SSML

When returning a response to the Google Assistant, you can use a subset of the Speech Synthesis Markup Language (SSML) in your responses. By using SSML, you can make your agent's responses seem more life-like. The following shows an example of SSML markup and how it's read back by the Google Assistant.

Markup

<speak>
  Here are <say-as interpret-as="characters">SSML</say-as> samples.
  I can pause <break time="3s"/>.
  I can play a sound
  <audio src="https://www.example.com/MY_MP3_FILE.mp3">didn't get your MP3 audio file</audio>.
  I can speak in cardinals. Your number is <say-as interpret-as="cardinal">10</say-as>.
  Or I can speak in ordinals. You are <say-as interpret-as="ordinal">10</say-as> in line.
  Or I can even speak in digits. The digits for ten are <say-as interpret-as="characters">10</say-as>.
  I can also substitute phrases, like the <sub alias="World Wide Web Consortium">W3C</sub>.
  Finally, I can speak a paragraph with two sentences.
  <p><s>This is sentence one.</s><s>This is sentence two.</s></p>
</speak>
Here are S S M L samples. I can pause [3 second pause]. I can play a sound [audio file plays].
I can speak in cardinals. Your number is ten.
Or I can speak in ordinals. You are tenth in line.
Or I can even speak in digits. The digits for ten are one oh.
I can also substitute phrases, like the World Wide Web Consortium.
Finally, I can speak a paragraph with two sentences. This is sentence one. This is sentence two.

For information on how to use the client library for SSML output, see the SSML section in the Actions SDK or API.AI dialogs and fulfillment guides. Note: SSML is supported in the Google Home Web Simulator, but not the API.AI simulator.

Support for SSML elements

The following table describes the SSML elements that you can use:

Element Description
<speak>

The root element of the SSML response. The required xml:lang attribute specifies the language of the root document.

The following example shows how to use the <speak> element:

<speak>
  my SSML content
</speak>

For more information, see speak Element.

<break>

An empty element that controls pausing or other boundaries between words. Using <break> between any pair of words is optional.

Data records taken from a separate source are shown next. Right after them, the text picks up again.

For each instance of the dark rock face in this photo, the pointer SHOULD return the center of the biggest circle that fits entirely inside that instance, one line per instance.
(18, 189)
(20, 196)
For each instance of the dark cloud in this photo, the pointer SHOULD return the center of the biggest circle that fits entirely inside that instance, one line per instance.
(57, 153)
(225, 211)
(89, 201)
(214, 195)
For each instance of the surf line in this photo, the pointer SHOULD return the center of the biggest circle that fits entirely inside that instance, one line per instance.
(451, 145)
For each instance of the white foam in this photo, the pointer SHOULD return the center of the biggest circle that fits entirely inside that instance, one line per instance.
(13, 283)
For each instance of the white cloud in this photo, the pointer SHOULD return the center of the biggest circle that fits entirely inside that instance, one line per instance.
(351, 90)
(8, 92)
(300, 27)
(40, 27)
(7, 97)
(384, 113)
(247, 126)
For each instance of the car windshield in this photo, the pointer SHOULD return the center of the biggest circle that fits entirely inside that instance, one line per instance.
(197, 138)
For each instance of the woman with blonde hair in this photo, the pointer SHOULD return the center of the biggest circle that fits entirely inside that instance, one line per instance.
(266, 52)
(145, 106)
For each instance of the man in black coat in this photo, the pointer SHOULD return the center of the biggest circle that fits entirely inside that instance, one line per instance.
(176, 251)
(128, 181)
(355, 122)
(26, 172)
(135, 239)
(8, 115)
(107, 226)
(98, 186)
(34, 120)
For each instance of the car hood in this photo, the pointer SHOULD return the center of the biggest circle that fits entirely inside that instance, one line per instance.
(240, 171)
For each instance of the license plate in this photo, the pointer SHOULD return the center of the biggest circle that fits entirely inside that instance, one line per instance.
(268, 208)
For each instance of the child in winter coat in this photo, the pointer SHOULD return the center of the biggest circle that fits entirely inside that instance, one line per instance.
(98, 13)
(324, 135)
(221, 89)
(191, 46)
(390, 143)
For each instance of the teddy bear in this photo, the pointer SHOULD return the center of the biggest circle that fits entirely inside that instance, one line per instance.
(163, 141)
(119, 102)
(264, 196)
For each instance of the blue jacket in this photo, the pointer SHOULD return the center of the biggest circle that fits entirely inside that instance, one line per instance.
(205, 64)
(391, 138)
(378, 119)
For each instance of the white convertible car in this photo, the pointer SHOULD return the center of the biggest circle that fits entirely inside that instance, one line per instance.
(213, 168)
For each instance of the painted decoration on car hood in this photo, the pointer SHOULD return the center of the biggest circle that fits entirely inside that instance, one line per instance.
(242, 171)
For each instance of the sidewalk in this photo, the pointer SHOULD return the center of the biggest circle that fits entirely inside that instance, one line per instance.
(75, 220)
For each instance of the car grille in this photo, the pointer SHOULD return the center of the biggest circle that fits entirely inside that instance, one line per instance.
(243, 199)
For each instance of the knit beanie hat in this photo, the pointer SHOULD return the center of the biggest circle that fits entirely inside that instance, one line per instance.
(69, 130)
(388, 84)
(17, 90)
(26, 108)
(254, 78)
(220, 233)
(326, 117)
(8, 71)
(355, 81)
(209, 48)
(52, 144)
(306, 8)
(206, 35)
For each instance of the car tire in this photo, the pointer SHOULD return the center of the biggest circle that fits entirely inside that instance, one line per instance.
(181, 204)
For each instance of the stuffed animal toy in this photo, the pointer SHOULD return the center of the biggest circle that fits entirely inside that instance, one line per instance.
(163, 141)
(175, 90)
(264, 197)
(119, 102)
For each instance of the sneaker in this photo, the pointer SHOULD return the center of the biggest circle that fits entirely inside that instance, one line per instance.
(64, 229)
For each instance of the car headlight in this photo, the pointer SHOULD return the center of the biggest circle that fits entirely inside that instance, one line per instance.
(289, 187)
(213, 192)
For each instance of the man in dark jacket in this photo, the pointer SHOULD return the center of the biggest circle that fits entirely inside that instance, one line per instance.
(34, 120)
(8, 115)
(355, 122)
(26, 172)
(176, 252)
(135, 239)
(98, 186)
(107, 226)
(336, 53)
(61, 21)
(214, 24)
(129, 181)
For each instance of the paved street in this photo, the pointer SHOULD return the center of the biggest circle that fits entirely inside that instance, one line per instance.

The following example shows how to use the <break> element to pause between two steps:

<speak>
  Step 1, take a deep breath. <break time="2s" />
  Step 2, exhale.
</speak>

For more information, see break Element.

<say‑as>

Lets you indicate information about the type of text construct that is contained within the element. It also helps specify the level of detail for rendering the contained text.

The <say‑as> element has the required attribute, interpret-as, which determines how the value is spoken. Optional attributes format and detail may be used depending on the particular interpret-as value. The interpret-as attribute supports the following values:

  • cardinal
  • The following example is spoken as "Twelve thousand three hundred forty five" (for US English) or "Twelve thousand three hundred and forty five (for UK English)":
    <speak>
      <say-as interpret-as="cardinal">12345</say-as>
    </speak>
    
  • ordinal
  • The following example is spoken as "First":
    <speak>
      <say-as interpret-as="ordinal">1</say-as>
    </speak>
    
  • characters
  • The following example is spoken as "see ay en":
    <speak>
      <say-as interpret-as="characters">can</say-as>
    </speak>
    
  • date
  • The following example is spoken as "September ten nineteen hundred sixty":
    <speak>
      <say-as interpret-as="date" format="ymd">1960-09-10</say-as>
    </speak>
    

    The format attribute is a sequence of date field character codes. Supported field character codes in format are {y, m, d} for year, month, and day (of the month) respectively. If the field code appears once for year, month, or day then the number of digits expected are 4, 2, and 2 respectively. If the field code is repeated then the number of expected digits is the number of times the code is repeated. Fields in the date text may be separated by punctuation and/or spaces.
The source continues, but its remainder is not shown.